Perhaps this is unsurprising, given the kind of evidence that is currently available about the large-scale operations of the mind. In recent years, functional-imaging data have been added to findings from studies of brain lesions. But even these new data are at too gross a scale: it is like trying to figure out how a computer works by noting when different bits get hot and what goes wrong when certain parts are broken. With luck, this might give us some idea of where certain operations are located, but it is not going to tell us about the mechanisms that make them possible.

Jean-Pierre Changeux's credentials as a neurophysiologist are outstanding. He has been director of the Unit for Molecular Biology at the Pasteur Institute in Paris for more than 30 years, where he has played a prominent role in understanding allosteric proteins and their relevance to neurotransmitter reception. Nor is Changeux any stranger to popular science writing — his Neuronal Man (1983) and subsequent book-length dialogues with other prominent French intellectuals have been great successes in his native country and elsewhere. Nevertheless, his new book, The Physiology of Truth, suffers from the typical flaws of the genre. Initial chapters concentrate on neurophysiological signalling and modulation, but by the end the topics are knowledge, culture and the history of science. Interesting points are made at both levels, yet the initial neuronal material seems to shed little light on the later large-scale issues.

Still, the book does have the virtue of suggesting a possible, deeper explanation of why the micro–macro gap may be so hard to bridge. Throughout the book Changeux emphasizes the plasticity of the brain. Significant neuronal variation can be found among even simple organisms such as water fleas, and the brains of monozygotic human twins often exhibit striking differences. Changeux sees this variability as a result of epigenetic selection — the genes provide a general ‘envelope’ for brain development, but the details depend largely on the selective favouring of some spontaneously formed synaptic connections over others during development.

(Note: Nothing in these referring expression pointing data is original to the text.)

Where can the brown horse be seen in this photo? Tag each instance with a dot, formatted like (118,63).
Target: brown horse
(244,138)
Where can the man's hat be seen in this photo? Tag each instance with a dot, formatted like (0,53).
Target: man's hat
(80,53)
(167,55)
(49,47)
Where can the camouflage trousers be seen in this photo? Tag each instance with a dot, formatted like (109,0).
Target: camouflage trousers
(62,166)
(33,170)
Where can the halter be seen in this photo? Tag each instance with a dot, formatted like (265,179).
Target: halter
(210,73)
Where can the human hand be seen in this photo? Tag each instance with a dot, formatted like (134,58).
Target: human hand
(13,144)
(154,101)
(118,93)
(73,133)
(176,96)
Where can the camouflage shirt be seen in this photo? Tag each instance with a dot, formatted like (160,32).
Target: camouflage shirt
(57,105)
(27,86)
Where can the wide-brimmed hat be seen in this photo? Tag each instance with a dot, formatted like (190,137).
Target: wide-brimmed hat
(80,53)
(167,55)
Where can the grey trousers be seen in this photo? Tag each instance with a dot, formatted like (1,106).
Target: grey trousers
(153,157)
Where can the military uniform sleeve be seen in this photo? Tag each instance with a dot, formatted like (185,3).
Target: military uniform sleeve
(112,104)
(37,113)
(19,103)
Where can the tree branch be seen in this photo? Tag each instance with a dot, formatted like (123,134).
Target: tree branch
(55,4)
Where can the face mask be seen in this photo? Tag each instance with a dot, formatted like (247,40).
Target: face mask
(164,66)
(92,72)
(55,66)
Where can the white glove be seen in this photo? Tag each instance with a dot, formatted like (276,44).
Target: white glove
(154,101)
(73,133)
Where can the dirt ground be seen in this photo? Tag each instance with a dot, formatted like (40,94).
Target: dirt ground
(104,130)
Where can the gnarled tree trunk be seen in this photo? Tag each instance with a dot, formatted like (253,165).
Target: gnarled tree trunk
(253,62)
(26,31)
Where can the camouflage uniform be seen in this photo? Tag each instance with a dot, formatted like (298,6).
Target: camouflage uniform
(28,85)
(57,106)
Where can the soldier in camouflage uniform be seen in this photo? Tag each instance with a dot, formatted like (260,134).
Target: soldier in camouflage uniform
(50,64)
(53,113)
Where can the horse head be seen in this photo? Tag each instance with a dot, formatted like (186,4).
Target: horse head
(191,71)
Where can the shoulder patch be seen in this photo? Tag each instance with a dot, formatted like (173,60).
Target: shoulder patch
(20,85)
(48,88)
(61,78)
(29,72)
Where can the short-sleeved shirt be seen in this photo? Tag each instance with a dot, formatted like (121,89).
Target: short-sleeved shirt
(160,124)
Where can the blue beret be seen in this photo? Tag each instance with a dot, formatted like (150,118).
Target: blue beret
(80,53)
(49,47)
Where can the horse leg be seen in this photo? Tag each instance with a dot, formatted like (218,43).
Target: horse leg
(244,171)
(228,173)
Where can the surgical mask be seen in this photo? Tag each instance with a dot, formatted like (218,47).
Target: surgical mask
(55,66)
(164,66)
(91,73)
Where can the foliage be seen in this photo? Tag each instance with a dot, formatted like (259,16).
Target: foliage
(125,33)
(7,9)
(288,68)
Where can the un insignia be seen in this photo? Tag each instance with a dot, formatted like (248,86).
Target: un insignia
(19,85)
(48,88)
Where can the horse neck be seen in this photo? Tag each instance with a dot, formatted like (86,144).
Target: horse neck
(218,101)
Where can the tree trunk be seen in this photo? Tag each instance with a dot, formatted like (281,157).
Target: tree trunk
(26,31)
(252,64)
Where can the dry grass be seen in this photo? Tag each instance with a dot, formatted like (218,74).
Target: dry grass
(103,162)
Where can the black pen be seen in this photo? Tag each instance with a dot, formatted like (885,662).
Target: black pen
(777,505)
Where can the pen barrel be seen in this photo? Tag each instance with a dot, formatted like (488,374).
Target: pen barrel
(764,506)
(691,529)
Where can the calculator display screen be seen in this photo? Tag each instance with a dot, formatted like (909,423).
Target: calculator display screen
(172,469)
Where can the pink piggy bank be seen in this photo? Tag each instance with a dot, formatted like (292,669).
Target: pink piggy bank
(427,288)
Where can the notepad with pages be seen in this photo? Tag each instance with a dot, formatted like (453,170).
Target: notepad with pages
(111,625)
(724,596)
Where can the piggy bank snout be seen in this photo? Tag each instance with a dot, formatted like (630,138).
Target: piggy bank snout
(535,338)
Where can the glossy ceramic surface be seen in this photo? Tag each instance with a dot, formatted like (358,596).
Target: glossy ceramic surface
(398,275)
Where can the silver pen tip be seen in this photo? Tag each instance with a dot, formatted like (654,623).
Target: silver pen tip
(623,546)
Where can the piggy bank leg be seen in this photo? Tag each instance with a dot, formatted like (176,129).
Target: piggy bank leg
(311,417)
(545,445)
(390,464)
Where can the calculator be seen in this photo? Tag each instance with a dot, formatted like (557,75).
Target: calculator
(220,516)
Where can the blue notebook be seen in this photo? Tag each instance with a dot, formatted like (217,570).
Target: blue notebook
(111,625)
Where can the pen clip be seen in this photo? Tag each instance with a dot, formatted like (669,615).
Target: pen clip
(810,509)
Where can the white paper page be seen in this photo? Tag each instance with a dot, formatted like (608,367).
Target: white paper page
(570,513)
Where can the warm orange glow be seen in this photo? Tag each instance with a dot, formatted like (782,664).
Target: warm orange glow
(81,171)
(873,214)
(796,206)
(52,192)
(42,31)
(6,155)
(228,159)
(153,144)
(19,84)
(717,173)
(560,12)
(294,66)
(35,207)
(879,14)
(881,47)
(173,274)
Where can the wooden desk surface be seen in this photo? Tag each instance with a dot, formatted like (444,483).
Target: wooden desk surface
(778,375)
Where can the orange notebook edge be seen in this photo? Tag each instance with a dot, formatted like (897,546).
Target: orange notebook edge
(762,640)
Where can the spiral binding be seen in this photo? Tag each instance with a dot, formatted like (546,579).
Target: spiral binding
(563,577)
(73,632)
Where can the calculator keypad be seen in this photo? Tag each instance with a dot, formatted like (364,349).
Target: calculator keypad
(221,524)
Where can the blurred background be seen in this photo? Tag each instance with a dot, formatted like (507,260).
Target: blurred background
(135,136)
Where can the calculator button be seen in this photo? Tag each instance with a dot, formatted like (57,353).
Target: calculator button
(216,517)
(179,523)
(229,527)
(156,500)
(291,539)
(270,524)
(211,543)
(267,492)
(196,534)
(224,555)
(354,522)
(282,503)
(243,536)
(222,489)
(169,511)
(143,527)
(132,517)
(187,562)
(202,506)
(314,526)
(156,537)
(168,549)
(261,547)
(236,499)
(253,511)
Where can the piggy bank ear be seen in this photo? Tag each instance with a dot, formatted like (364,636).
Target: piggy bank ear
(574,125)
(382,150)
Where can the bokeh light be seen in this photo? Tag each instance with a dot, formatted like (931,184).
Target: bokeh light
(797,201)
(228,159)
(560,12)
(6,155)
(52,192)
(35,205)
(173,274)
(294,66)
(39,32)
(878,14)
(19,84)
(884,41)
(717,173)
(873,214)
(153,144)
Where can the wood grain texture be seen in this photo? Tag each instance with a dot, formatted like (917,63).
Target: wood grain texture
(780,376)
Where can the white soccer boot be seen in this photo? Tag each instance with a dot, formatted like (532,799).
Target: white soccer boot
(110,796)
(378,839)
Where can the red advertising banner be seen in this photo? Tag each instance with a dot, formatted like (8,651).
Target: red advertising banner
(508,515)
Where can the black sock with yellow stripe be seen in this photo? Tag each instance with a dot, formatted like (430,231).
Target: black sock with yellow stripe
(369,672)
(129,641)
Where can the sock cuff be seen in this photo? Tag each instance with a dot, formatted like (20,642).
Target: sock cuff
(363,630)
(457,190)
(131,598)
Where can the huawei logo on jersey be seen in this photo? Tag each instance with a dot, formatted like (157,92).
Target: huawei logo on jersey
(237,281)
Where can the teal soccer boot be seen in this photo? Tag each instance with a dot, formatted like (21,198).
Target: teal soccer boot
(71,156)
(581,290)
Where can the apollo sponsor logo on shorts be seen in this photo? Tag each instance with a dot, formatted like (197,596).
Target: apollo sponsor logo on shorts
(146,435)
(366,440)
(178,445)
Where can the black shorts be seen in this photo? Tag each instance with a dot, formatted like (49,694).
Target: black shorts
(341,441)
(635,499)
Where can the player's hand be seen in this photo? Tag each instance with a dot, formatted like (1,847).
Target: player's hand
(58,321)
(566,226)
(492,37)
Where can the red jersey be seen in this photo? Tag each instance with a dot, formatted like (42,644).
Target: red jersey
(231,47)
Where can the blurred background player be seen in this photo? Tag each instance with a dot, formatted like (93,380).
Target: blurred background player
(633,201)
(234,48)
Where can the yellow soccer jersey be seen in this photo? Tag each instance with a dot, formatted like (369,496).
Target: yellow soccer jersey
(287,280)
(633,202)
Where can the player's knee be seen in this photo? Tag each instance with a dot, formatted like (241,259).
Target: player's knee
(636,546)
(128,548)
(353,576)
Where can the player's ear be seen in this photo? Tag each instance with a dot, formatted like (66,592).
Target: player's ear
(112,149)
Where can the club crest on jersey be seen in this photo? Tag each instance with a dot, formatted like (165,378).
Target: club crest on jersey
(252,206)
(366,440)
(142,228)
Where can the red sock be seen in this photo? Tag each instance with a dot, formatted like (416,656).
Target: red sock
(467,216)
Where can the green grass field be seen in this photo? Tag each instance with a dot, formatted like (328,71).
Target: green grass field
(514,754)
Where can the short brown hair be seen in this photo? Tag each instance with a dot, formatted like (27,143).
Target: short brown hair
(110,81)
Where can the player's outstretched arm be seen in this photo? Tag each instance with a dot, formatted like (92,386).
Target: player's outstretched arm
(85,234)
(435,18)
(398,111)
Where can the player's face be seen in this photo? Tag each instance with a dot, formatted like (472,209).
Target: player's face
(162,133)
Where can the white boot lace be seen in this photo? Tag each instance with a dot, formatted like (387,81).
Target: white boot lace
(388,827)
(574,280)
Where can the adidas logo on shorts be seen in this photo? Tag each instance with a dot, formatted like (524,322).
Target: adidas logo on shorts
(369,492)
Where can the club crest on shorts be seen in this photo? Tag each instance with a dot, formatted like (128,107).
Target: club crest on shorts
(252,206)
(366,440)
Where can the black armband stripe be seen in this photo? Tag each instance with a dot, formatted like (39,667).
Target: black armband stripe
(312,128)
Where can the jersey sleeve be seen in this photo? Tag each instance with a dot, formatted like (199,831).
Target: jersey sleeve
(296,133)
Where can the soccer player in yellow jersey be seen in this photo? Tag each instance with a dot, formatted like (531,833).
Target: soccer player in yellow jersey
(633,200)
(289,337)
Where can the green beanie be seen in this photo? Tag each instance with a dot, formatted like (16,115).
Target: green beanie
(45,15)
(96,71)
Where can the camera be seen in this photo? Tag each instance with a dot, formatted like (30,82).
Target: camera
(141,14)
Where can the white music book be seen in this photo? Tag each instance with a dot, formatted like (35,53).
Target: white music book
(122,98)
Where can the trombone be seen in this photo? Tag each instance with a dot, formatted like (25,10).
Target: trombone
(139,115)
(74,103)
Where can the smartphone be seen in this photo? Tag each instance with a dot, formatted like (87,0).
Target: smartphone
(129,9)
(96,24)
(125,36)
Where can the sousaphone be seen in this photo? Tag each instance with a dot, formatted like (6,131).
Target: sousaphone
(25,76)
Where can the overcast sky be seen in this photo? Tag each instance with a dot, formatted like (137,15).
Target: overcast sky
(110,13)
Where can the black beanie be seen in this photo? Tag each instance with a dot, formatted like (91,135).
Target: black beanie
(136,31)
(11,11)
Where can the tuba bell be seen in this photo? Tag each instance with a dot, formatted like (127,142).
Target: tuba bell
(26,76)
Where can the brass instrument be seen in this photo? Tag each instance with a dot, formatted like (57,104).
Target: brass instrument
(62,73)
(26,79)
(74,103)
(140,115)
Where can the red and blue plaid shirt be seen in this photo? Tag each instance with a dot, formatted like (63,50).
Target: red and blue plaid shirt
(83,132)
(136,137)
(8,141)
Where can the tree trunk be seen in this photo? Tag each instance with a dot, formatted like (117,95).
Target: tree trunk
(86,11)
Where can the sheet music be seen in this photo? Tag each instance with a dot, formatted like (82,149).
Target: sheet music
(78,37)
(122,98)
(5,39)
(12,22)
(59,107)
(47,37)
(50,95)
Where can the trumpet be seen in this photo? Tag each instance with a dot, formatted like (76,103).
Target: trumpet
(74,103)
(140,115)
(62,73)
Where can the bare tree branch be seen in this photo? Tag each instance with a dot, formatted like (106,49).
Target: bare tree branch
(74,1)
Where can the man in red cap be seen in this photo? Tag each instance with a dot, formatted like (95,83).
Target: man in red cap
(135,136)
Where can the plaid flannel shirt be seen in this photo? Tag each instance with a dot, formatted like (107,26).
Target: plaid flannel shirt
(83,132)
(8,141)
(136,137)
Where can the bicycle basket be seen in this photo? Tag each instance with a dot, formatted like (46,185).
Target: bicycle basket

If this neural darwinism is right, then perhaps it is inevitable that any attempt to identify the neurophysiological mechanisms behind higher cognitive faculties will end in failure. Maybe there simply aren't any such mechanisms to be found. This is the view of ‘functionalists’ in cognitive science. They believe in large-scale patterns in human thinking of the kind portrayed in the familiar flowcharts, but they deny that there are any uniform physiological mechanisms to explain those regularities. Not that they assume any kind of spooky magic; rather, they argue that different mechanisms will underpin the regularities in different people.

From the functionalist point of view, asking about ‘the physiological mechanism’ responsible for scientific reasoning — to take a topic from the end of Changeux's book — is like asking for ‘the low-level explanation’ of why all word-processing programs work in roughly the same way. In truth, there isn't any one such explanation. Different programmers use different tricks, subject only to the constraint that their programs end up doing what word-processors have to do. Similarly, neural darwinism may ensure that our brains use different tricks to achieve roughly the same ends, subject only to the constraint that we all end up getting around in the world reasonably well.

Changeux has plenty to say about neural darwinism, and touches on functionalism in passing, but he doesn't quite spell out the connection between them. Still, his book presents a more satisfying picture of the brain than most of its competitors in this crowded market. On standard accounts, it can simply seem frustrating that we never get any bottom-up explanations of higher cognitive functions. If the structure of the brain is laid down by a definite genetic plan, then why can't we find out about the underlying mechanisms? Changeux's book fails to identify any such mechanisms too, but at least he gives us some insight into why the search for them may be doomed to permanent frustration.